CNN political analyst Chris Cillizza took a typical liberal stand for Sen. Cory Booker on Friday. He criticized the Daily Caller for running a story headlined "Booker facing criticism for Kavanaugh reaction after admitting to groping friend in high school." You can't compare Kavanaugh's controversy with Cory Booker's feminist story-telling in a Stanford Daily column about how grabbing a girl's breast without her consent, he insisted on CNN.com:
And yes, it's true that there are some similarities between the two episodes: Both Booker and Kavanaugh were teenagers, and the incidents -- admitted to and alleged, respectively -- happened decades before they entered public life in any meaningful way. So why is Kavanaugh being raked over the coals -- and watching his nomination to the Supreme Court be jeopardized -- while Booker just gets a pass?
For a lot of reasons -- all of which explain why this comparison is overly facile and just doesn't hold up.
Newark Star-Ledger columnist Paul Mulshine wrote that, “Based on that Stanford Daily column, Booker should be giving Kavanaugh the benefit of the doubt as well. The point of it was that the future senator had ‘a wake-up call’ and decided ‘I will never be the same.'” Booker serves on the Judiciary Committee, and that's why this comparison is made.
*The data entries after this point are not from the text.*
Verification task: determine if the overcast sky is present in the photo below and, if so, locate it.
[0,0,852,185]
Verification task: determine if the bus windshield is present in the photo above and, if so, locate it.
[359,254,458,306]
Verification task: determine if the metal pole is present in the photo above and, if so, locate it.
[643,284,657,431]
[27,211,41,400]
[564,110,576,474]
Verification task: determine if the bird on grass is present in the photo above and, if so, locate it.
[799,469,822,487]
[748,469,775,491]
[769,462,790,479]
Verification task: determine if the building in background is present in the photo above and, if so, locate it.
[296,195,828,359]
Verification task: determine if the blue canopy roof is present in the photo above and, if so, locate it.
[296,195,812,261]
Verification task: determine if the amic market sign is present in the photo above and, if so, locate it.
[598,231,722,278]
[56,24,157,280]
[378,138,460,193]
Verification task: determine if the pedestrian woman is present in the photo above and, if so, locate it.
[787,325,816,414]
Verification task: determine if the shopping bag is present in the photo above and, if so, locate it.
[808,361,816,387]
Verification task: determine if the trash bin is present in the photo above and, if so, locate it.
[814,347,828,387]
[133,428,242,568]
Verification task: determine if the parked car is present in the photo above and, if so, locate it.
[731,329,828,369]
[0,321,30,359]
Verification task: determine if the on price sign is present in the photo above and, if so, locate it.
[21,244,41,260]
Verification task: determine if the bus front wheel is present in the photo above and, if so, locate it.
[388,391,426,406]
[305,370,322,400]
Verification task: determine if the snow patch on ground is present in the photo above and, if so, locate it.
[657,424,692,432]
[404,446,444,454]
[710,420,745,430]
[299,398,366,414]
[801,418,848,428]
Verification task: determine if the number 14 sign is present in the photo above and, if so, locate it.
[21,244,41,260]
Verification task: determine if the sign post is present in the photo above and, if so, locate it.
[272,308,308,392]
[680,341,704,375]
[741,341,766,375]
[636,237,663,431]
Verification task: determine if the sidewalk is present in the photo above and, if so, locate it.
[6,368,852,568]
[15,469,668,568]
If Cillizza doesn't like "overly facile" comparisons, perhaps he should look instead at DNC Deputy Chair Keith Ellison, accused of abusing two different women. But a check of CNN transcripts for Cillizza and "Keith Ellison" in the last three months come up with "No documents found."
Cillizza insists that Booker earns points for admitting his little grope, and seeks to punish Kavanaugh for insisting he's innocent. Like many opportunistic liberal journalists, Cillizza suggests that because Kavanaugh was nominated for a lifetime appointment, he is uniquely positioned for (even deserving of) a last-minute, foggily remembered accusation of "attempted rape." His "character" must be assessed.
Booker is an elected official who, every six years, stands before voters. If voters believe his groping incident -- or any other element of his past or present -- is disqualifying, they get to have their say. They can vote him out. That's not the situation in which Kavanaugh finds himself. He has been nominated to a lifetime appointment on the most powerful court in the country. The public won't ever get to offer up its judgment on his character -- that will be up to the 21 members of the Senate Judiciary Committee and, if he makes it through that vote, the full Senate.
Please recall -- because Cillizza and the liberals won't -- that Christine Ford hasn't offered a date or a place for her alleged Kavanaugh assault. Like other liberals, Cillizza doesn't ponder a different comparison: why none of the liberal appointees to a lifetime appointment in the last 25 years have deserved a wild accusation of personal misbehavior from their high-school years.